Orbene, come sopra si è notato l'ampia formulazione della norma censurata impone di affermare che, nel novero dei «diritti nascenti dall'annotazione», devono ritenersi inclusi anche i diritti di ripetere somme non dovute (quali sono quelli derivanti, ad esempio, da interessi anatocistici o comunque non spettanti, da commissioni di massimo scoperto e così via, tenuto conto del fatto che il rapporto di conto corrente di cui si discute, come risulta dall'ordinanza di rimessione del Tribunale di Brindisi, si è svolto in data precedente all'entrata in vigore del decreto legislativo 4 agosto 1999, n. 342, recante modifiche al d.lgs. 1° settembre 1993, n. 385 (Testo unico delle leggi in materia bancaria e creditizia).
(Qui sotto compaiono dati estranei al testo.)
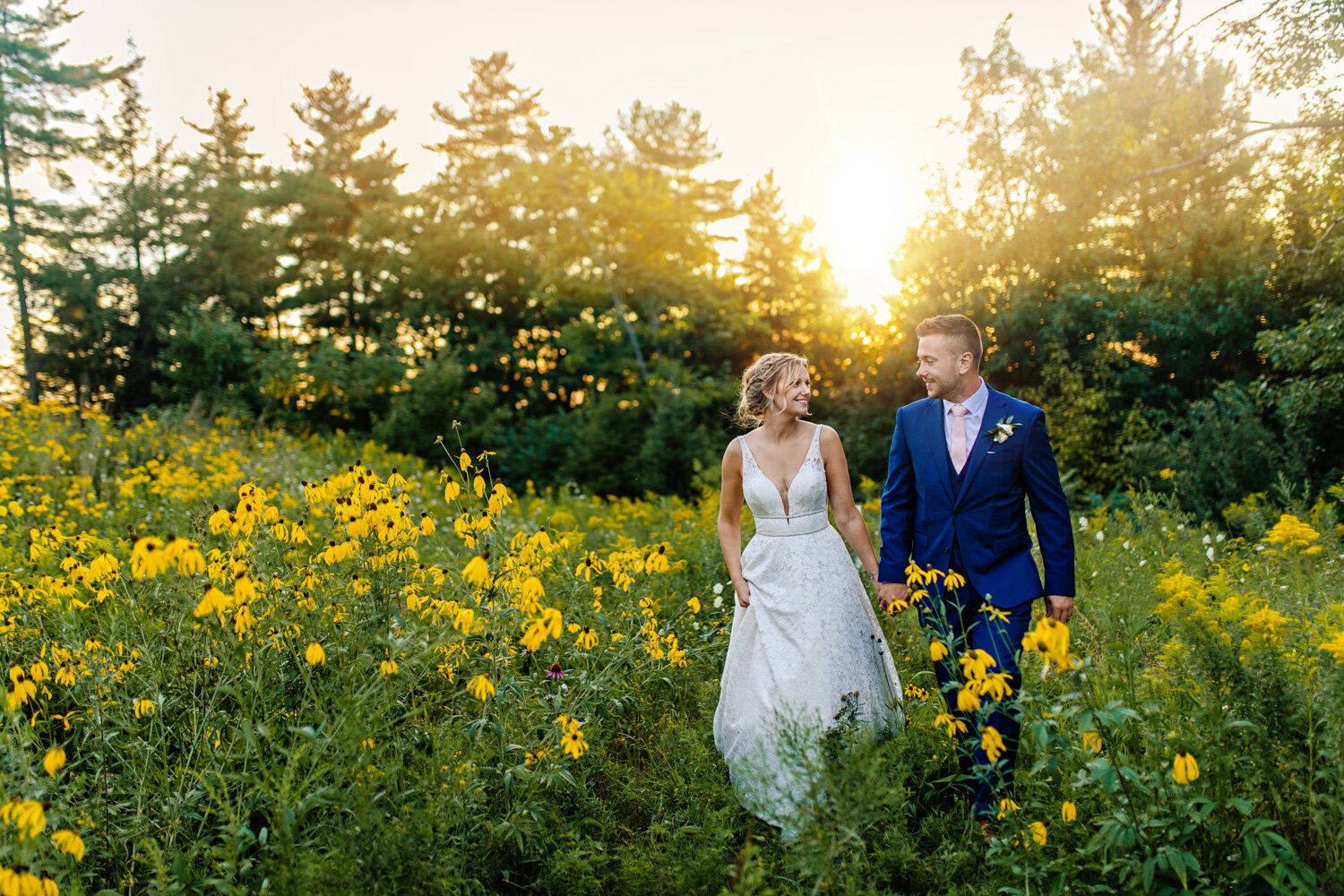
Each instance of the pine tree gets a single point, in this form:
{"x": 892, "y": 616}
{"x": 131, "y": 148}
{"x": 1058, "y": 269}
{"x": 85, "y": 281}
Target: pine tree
{"x": 34, "y": 120}
{"x": 344, "y": 223}
{"x": 230, "y": 241}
Ma la ripetizione dell'indebito oggettivo postula un pagamento (art. 2033 cod. civ.) che, avuto riguardo alle modalità di funzionamento del rapporto di conto corrente, spesso si rende configurabile soltanto all'atto della chiusura del conto (Corte di cassazione, sezioni unite, sentenza n. 24418 del 2010, citata).

Ne deriva che ancorare con norma retroattiva la decorrenza del termine di prescrizione all'annotazione in conto significa individuarla in un momento diverso da quello in cui il diritto può essere fatto valere, secondo la previsione dell'art. 2935 cod. civ.

Pertanto, la norma censurata, lungi dall'esprimere una soluzione ermeneutica rientrante tra i significati ascrivibili al citato art. 2935 cod. civ., ad esso nettamente deroga, innovando rispetto al testo previgente, peraltro senza alcuna ragionevole giustificazione.

Anzi, l'efficacia retroattiva della deroga rende asimmetrico il rapporto contrattuale di conto corrente perché, retrodatando il decorso del termine di prescrizione, finisce per ridurre irragionevolmente l'arco temporale disponibile per l'esercizio dei diritti nascenti dal rapporto stesso, in particolare pregiudicando la posizione giuridica dei correntisti che, nel contesto giuridico anteriore all'entrata in vigore della norma denunziata, abbiano avviato azioni dirette a ripetere somme ai medesimi illegittimamente addebitate.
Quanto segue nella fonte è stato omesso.